Felicity Christiana Buchan (born 1970) is a British politician serving as Parliamentary Under-Secretary of State for Housing and Homelessness in the  Department for Levelling Up, Housing and Communities since October 2022. She served as Exchequer Secretary to the Treasury from September to October 2022. She is the Member of Parliament (MP) for Kensington in London since 2019. A member of the Conservative Party, she worked in investment banking for JPMorgan Chase and Bank of America prior to her political career.

Early life and education
Buchan was born in Fraserburgh, Aberdeenshire, Scotland, the daughter of Charles and Georgina Buchan. She attended the Fraserburgh Academy comprehensive school in Fraserburgh and subsequently studied law at Christ Church, Oxford.

Financial career
Buchan worked for a decade at American investment bank JPMorgan Chase in their syndicate and capital markets division and was promoted to vice president of their European syndicate.

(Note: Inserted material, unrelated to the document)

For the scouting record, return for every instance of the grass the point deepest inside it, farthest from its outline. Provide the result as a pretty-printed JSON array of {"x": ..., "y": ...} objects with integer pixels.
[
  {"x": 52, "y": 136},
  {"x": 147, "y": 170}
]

She left the company in 2001 to join Bank of America as a managing director in its debt capital markets division. As of September 2022, she holds at least £70,000 of shares in both companies.

After leaving the financial services industry, she volunteered at a North Kensington children's charity and was the chair of governors of Bousfield Primary School.

Political career
Buchan contested South Down in Northern Ireland as a Conservative candidate in the 2015 general election, coming last with 318 (0.7%) votes.  She then contested the South Shields seat in Tyne and Wear in 2017, where she came second to the incumbent Labour Party MP, Emma Lewell-Buck, with 10,570 (25.9%) votes. During the 2017 campaign, Buchan wrote an article for the website BrexitCentral in which discussed her support for "a tough Brexit deal: that means leaving the Single Market, the Customs Union and the ECJ" and decried a London-centric view of politics.

She was selected as the Conservative candidate for Kensington on 16 July 2019. Buchan had been the treasurer and a member of the board for the Kensington Chelsea & Fulham Conservatives Local Association, roles she had held until 2019. When asked about her prior comments on Brexit during her 2017 campaign, she stated that she had "always campaigned for a good negotiated deal" and that she was not in favour of a "hard Brexit". She was elected as MP in the 2019 general election with a majority of 150. After her election, she pledged to accept and help to implement the recommendations of the Grenfell Tower Inquiry "with a sense of urgency". The purpose of the inquiry is to investigate the Grenfell Tower fire which occurred in 2017 in North Kensington, which lies within her constituency. She was a member of the Treasury Select Committee between March 2020 and December 2021. Buchan has been a member of the Finance Committee since March 2020.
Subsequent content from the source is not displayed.